Sam didn’t care about the kind of “opportunities” her godfathers were considering. Marriage was what they meant, and she wasn’t sure that’s what she wanted. Surely a husband would expect her to be like other wives. He would frown on her riding astride and helping Archie doctor folks. She wasn’t reassured by any marriages she’d seen in Gideon’s Hope. Worn women who looked decades older than their real ages waited at home with multiple children while their husbands drank and gambled what little money they had. Hadn’t her mother done just fine on her own after Sam’s father died?

But maybe, just maybe, Sam could learn more about medicine. The farther Mac was from Colorado, the safer he would be.

She had dropped her objections then, and they made plans. Reese would take one last round of the mining camps to raise money. She would can the early vegetables they’d grown in the garden. Mac would bring in game and they would smoke it, and Archie would take what gold they’d panned to Denver and get cash for it. They would need it to buy cattle along the way.

But Archie was beset with rheumatism, and Mac had become restless. He didn’t think anyone would recognize him. He’d grown a beard, and the trip to Denver would be in and out.

Someone did recognize him, though, and now the marshal threatened everyone she loved. Mac. Archie. Even Reese, who’d been harboring Mac all these years.

She led the marshal’s roan into the stall. Burley fetched a bucket of water from the well in back, and together they gave him fresh hay.

“I’ll unsaddle and rub him down,” Burley said, eager to make amends.

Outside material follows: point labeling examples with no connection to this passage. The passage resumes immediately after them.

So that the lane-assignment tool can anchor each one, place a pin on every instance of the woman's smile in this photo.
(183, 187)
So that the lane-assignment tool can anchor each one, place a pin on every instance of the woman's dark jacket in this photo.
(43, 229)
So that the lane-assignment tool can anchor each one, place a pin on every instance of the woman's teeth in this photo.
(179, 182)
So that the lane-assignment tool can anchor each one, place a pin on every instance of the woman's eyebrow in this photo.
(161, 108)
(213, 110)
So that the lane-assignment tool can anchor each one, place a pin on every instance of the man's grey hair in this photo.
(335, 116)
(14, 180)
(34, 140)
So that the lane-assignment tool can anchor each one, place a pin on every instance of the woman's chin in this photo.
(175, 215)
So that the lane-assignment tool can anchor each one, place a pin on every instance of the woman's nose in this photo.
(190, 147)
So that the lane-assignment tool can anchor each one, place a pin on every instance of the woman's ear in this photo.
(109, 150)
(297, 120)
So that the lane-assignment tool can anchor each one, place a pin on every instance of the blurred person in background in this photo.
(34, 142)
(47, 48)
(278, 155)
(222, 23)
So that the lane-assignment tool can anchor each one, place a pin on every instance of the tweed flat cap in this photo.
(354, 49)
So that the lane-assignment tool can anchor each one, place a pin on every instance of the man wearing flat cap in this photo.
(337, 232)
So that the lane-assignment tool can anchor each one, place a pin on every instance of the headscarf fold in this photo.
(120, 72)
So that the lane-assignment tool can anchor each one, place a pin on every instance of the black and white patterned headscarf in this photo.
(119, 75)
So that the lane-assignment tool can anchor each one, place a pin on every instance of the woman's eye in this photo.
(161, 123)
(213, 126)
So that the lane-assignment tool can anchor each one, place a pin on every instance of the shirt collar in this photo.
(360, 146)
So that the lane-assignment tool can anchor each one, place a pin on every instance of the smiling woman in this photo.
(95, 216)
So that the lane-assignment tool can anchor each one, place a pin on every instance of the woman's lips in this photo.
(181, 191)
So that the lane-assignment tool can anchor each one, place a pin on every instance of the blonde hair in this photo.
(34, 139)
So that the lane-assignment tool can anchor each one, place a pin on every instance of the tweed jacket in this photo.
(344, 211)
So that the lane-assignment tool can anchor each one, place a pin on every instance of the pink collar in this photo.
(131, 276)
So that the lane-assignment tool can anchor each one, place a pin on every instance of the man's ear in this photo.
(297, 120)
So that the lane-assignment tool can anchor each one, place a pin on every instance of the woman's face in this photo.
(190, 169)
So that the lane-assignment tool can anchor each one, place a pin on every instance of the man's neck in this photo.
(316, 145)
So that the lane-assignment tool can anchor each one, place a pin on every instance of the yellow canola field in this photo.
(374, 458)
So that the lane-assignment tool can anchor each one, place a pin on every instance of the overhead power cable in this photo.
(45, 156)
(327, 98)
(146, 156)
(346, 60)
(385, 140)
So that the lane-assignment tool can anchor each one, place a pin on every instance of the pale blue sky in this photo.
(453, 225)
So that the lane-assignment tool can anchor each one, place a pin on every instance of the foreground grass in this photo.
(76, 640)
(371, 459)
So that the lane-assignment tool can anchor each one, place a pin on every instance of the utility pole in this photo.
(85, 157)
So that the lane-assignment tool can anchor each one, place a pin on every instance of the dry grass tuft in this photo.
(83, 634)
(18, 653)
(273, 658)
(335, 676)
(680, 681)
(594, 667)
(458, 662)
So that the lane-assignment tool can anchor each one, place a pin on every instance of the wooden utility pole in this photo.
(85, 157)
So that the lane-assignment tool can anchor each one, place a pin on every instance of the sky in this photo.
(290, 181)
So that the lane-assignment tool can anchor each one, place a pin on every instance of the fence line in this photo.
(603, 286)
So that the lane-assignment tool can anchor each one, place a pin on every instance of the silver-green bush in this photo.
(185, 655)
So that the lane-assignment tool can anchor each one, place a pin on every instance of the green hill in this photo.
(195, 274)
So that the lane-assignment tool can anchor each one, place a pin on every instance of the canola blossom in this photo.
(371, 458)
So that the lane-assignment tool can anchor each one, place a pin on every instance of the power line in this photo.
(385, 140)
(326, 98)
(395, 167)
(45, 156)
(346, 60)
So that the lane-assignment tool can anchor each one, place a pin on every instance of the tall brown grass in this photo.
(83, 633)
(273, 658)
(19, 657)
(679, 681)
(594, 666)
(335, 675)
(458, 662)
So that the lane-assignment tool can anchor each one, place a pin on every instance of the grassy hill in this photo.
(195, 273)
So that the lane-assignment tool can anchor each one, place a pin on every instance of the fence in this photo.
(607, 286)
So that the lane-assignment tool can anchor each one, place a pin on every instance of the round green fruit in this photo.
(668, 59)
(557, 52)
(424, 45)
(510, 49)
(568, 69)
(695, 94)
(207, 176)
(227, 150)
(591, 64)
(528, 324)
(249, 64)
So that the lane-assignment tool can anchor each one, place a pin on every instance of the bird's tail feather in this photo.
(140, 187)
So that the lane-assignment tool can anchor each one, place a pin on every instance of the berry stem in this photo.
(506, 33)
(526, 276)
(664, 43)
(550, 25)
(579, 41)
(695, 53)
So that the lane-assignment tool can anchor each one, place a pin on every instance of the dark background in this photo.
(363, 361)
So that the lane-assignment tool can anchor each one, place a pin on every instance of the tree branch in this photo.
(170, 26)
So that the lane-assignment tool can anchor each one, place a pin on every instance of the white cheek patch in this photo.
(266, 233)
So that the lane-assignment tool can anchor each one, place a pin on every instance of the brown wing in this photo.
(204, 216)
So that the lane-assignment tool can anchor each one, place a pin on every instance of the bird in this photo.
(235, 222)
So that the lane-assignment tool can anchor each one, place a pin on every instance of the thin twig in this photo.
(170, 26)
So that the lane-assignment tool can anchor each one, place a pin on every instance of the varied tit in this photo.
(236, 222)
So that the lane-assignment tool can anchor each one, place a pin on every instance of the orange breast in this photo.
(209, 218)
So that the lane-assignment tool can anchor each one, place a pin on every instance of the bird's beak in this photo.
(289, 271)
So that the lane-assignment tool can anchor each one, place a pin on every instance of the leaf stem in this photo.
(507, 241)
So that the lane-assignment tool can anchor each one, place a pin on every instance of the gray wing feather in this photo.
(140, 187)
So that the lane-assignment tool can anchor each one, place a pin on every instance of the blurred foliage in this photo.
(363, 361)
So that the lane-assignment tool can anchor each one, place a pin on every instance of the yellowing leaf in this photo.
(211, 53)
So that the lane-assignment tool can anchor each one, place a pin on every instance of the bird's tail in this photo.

She took the marshal’s saddlebags and bedroll, then stood back. Maybe there would be some clothes in them. She didn’t want to keep seeing his nakedness. It was bad enough that the image lingered in her thoughts. She didn’t like the heat that drove through her when it did.

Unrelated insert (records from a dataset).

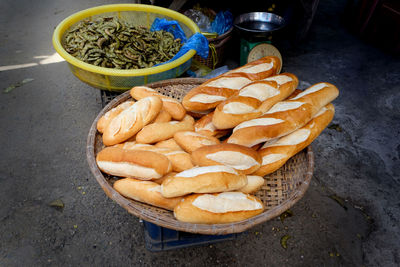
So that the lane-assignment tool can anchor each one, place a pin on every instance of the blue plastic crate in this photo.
(158, 238)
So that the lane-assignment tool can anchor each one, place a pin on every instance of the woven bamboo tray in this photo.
(281, 191)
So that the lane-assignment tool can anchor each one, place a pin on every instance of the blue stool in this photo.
(158, 238)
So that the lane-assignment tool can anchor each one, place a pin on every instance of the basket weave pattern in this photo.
(281, 190)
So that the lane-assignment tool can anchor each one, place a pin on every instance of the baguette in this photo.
(208, 179)
(180, 160)
(212, 92)
(156, 132)
(254, 184)
(171, 105)
(140, 164)
(145, 191)
(285, 116)
(190, 140)
(274, 155)
(169, 143)
(205, 126)
(163, 116)
(243, 159)
(253, 100)
(104, 120)
(227, 207)
(131, 120)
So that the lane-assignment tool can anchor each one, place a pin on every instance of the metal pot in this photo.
(258, 24)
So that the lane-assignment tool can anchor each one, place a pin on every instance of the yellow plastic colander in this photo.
(122, 80)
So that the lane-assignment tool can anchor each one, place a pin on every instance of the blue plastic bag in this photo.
(197, 41)
(171, 26)
(222, 23)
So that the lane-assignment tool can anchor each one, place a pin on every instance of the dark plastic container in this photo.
(158, 238)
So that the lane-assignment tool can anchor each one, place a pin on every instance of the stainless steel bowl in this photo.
(258, 24)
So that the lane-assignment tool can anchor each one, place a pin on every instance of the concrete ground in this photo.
(348, 217)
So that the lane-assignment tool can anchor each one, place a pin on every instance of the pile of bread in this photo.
(206, 156)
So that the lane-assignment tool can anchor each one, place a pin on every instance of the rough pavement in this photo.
(348, 217)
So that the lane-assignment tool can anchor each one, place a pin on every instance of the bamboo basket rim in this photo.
(152, 214)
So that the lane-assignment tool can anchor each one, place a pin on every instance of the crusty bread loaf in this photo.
(243, 159)
(253, 100)
(140, 164)
(227, 207)
(163, 116)
(171, 105)
(254, 184)
(156, 132)
(161, 180)
(145, 191)
(208, 179)
(212, 92)
(275, 154)
(180, 160)
(131, 120)
(190, 140)
(285, 116)
(205, 126)
(169, 143)
(104, 120)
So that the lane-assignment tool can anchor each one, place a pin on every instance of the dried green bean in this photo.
(111, 43)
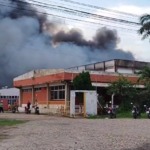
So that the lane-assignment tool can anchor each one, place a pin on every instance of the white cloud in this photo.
(133, 9)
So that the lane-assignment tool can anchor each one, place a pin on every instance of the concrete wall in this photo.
(91, 103)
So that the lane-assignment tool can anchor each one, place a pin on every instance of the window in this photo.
(37, 89)
(58, 92)
(27, 90)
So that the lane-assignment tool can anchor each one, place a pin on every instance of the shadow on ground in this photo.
(145, 146)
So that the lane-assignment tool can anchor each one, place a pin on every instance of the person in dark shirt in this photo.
(28, 105)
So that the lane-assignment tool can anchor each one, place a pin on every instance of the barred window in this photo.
(58, 92)
(27, 90)
(37, 89)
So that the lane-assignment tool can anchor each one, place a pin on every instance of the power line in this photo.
(61, 4)
(97, 7)
(23, 9)
(89, 15)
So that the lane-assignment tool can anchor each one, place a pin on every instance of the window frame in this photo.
(58, 93)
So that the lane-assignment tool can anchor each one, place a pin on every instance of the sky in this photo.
(133, 43)
(129, 41)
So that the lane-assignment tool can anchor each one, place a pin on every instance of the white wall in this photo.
(110, 70)
(91, 103)
(124, 70)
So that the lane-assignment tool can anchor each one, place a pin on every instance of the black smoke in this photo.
(28, 41)
(103, 38)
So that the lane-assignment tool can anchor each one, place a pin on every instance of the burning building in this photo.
(51, 87)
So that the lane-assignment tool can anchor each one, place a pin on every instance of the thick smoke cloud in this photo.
(29, 41)
(103, 38)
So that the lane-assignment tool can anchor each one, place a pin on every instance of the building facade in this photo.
(9, 96)
(51, 88)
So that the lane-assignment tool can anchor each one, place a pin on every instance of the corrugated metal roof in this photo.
(9, 92)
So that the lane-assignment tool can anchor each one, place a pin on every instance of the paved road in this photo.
(56, 133)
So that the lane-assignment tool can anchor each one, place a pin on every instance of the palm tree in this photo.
(144, 76)
(145, 23)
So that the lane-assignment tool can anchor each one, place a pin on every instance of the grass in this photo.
(8, 123)
(129, 115)
(4, 123)
(124, 115)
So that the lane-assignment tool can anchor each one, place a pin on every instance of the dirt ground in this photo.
(57, 133)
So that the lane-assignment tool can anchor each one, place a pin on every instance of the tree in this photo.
(126, 91)
(145, 23)
(82, 82)
(145, 76)
(121, 86)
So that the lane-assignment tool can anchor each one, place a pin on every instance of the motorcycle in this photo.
(15, 109)
(147, 111)
(36, 110)
(27, 110)
(135, 111)
(111, 113)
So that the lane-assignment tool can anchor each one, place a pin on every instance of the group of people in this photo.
(1, 107)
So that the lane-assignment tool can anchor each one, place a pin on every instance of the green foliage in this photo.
(82, 82)
(127, 92)
(122, 86)
(145, 76)
(145, 26)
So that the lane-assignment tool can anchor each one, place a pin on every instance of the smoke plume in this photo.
(28, 41)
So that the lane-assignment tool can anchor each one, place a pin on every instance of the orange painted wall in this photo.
(26, 96)
(57, 102)
(40, 80)
(68, 76)
(41, 96)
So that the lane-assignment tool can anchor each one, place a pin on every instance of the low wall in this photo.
(53, 109)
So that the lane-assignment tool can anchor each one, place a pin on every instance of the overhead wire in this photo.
(97, 7)
(23, 9)
(87, 9)
(82, 14)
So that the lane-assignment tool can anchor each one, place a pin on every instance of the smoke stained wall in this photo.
(28, 41)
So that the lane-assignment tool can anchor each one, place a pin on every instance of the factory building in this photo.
(51, 88)
(9, 96)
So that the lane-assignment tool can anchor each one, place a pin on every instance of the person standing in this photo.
(28, 105)
(1, 107)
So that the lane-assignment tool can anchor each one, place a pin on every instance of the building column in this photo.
(33, 95)
(66, 95)
(48, 95)
(20, 97)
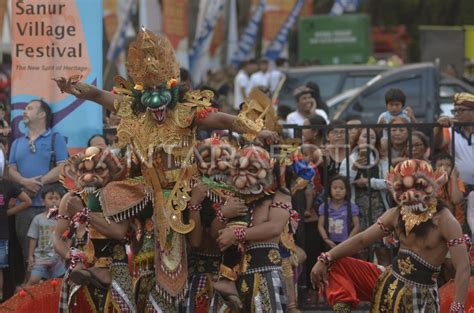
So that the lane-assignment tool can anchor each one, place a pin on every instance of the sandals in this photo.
(80, 277)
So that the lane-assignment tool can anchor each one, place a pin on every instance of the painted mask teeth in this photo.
(419, 207)
(158, 113)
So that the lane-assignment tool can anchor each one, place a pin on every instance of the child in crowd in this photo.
(452, 193)
(312, 158)
(338, 220)
(43, 261)
(8, 190)
(395, 102)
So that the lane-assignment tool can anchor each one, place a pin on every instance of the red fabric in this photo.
(446, 294)
(351, 281)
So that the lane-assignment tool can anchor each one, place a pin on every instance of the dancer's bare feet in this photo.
(99, 277)
(229, 293)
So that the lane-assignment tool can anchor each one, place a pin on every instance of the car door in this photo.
(370, 104)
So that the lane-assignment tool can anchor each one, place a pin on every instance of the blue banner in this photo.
(203, 37)
(63, 41)
(278, 43)
(249, 37)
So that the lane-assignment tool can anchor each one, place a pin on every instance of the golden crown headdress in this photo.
(151, 60)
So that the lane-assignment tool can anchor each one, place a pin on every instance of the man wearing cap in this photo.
(463, 143)
(305, 107)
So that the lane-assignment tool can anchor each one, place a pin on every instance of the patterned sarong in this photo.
(409, 285)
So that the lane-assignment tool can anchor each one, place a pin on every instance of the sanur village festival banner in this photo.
(54, 38)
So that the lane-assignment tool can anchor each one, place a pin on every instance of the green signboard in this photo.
(329, 39)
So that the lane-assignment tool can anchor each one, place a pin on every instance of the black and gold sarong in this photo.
(261, 285)
(409, 285)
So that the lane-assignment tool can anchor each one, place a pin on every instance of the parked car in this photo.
(427, 93)
(332, 79)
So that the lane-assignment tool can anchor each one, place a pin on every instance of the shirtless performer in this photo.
(97, 278)
(212, 203)
(427, 232)
(159, 119)
(260, 282)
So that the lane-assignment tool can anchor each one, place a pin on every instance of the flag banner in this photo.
(110, 18)
(341, 6)
(150, 15)
(175, 27)
(52, 39)
(232, 31)
(214, 57)
(199, 54)
(117, 46)
(3, 13)
(278, 20)
(249, 36)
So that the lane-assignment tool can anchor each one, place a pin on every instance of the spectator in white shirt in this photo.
(305, 107)
(276, 75)
(260, 78)
(241, 82)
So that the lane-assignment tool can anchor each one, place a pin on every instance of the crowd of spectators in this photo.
(346, 195)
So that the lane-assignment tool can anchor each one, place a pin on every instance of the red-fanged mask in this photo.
(214, 158)
(414, 186)
(91, 170)
(251, 173)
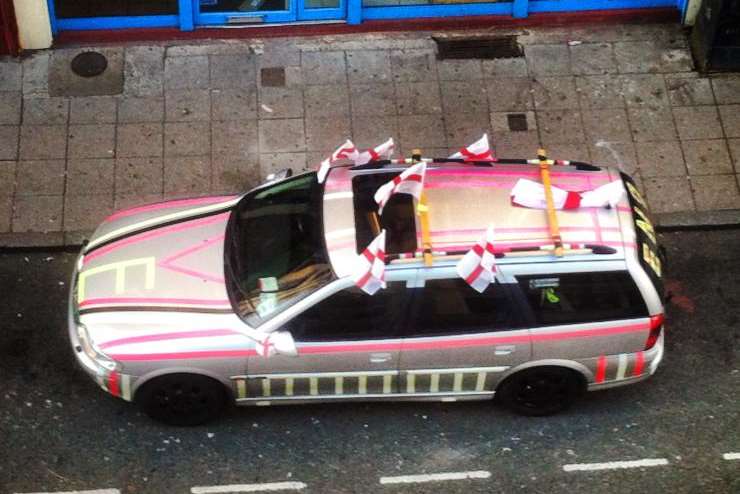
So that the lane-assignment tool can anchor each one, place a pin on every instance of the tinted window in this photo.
(582, 297)
(352, 315)
(452, 306)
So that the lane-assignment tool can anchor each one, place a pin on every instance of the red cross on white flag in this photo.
(532, 195)
(265, 348)
(369, 274)
(480, 150)
(411, 181)
(346, 151)
(383, 151)
(478, 265)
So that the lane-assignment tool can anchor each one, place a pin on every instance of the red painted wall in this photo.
(8, 29)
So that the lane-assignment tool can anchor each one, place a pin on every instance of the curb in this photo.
(665, 222)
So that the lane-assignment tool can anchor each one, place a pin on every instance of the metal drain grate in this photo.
(481, 48)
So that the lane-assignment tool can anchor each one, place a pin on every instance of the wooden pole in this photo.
(552, 219)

Nor the churning in her stomach when he looked at her with those cool, dark blue eyes.

HAD HE IMAGINED a gentle hand touching him? Even caressing him?

Cool. It had been a brief moment of relief in his fevered world. Soothing.

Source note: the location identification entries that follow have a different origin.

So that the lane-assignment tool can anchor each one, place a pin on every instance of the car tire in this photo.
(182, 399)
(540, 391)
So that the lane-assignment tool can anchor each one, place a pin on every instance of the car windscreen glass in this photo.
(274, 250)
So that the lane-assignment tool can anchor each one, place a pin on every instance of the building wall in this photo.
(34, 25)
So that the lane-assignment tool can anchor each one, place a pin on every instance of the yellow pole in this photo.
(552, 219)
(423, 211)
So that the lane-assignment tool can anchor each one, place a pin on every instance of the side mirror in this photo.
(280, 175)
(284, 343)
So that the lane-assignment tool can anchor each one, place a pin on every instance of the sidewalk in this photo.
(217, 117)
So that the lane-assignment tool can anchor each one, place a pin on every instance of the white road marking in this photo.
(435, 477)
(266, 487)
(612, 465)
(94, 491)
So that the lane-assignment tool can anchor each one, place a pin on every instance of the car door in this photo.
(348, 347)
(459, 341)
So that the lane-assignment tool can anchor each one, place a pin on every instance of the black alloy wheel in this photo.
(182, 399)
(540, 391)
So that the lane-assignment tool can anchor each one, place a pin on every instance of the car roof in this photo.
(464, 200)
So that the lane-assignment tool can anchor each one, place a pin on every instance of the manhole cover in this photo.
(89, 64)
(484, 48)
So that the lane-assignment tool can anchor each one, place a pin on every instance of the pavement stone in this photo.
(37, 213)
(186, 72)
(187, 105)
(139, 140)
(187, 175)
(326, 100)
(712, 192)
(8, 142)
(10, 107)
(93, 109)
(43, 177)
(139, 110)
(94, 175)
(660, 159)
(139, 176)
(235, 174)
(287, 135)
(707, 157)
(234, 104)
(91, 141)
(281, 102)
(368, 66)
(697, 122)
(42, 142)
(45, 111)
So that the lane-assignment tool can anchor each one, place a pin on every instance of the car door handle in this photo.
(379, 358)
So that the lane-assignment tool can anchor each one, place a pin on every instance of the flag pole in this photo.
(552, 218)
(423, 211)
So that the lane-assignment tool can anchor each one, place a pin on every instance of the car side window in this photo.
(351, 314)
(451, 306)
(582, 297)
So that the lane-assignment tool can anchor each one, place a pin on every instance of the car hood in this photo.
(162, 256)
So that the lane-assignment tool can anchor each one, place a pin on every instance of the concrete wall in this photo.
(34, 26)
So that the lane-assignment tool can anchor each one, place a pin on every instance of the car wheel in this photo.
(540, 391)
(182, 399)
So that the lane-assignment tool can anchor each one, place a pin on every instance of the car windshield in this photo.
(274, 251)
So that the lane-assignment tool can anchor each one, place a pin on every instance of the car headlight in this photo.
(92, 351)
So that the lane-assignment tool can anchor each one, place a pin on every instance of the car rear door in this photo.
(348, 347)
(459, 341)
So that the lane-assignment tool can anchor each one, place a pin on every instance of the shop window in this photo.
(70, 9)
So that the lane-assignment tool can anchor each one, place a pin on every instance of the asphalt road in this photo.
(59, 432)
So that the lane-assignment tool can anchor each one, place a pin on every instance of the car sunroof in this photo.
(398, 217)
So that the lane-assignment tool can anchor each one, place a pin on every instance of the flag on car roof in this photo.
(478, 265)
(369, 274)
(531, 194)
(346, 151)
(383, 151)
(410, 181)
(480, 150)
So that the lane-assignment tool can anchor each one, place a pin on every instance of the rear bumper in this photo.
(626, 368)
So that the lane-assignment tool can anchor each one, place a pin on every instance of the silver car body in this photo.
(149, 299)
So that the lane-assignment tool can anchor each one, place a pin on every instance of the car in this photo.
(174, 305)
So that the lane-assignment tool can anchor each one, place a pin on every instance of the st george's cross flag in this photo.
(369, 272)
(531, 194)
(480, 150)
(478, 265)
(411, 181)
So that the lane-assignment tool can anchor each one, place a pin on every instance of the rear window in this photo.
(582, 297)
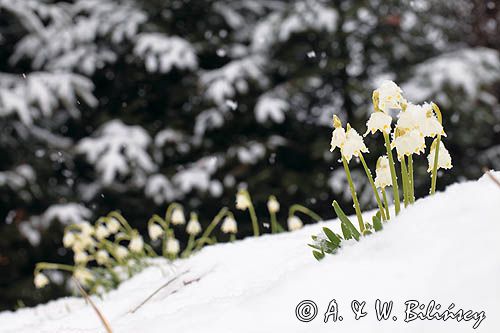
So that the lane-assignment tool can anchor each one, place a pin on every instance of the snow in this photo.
(443, 248)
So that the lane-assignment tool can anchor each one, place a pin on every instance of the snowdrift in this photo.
(445, 248)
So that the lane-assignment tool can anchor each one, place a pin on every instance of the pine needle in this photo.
(104, 322)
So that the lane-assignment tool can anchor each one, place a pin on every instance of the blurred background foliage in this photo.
(130, 105)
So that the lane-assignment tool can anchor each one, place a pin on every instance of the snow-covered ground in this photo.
(445, 248)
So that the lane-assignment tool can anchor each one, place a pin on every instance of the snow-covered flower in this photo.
(242, 200)
(155, 231)
(229, 225)
(68, 239)
(101, 257)
(379, 121)
(83, 275)
(136, 244)
(273, 206)
(81, 257)
(172, 246)
(101, 232)
(338, 134)
(40, 280)
(383, 172)
(178, 216)
(193, 227)
(294, 223)
(121, 252)
(354, 144)
(444, 157)
(113, 225)
(408, 142)
(388, 97)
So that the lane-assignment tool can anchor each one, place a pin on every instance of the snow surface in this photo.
(444, 248)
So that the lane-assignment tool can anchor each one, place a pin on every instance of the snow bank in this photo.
(445, 248)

Sarah? He’d thought that for a moment, then remembered. Sarah was gone. Had been gone for years.

Jared slipped in and out of consciousness. He preferred the darkness to the fire racing through his leg. When he was conscious, he tried to think of anything but the pain.

The woman. Think of the woman! Must have been her hands he’d felt. He had to learn more about her, and her relationship to the man she called Mac.

His life depended on it. Maybe she hadn’t intended to kill him, but from everything he’d heard about MacDonald, he couldn’t count on the same from the outlaw.

He tried to remember what she and the old man said about MacDonald, but the words slipped in and out of his memory. Nothing he’d heard, though, fit the image of the man he was hunting.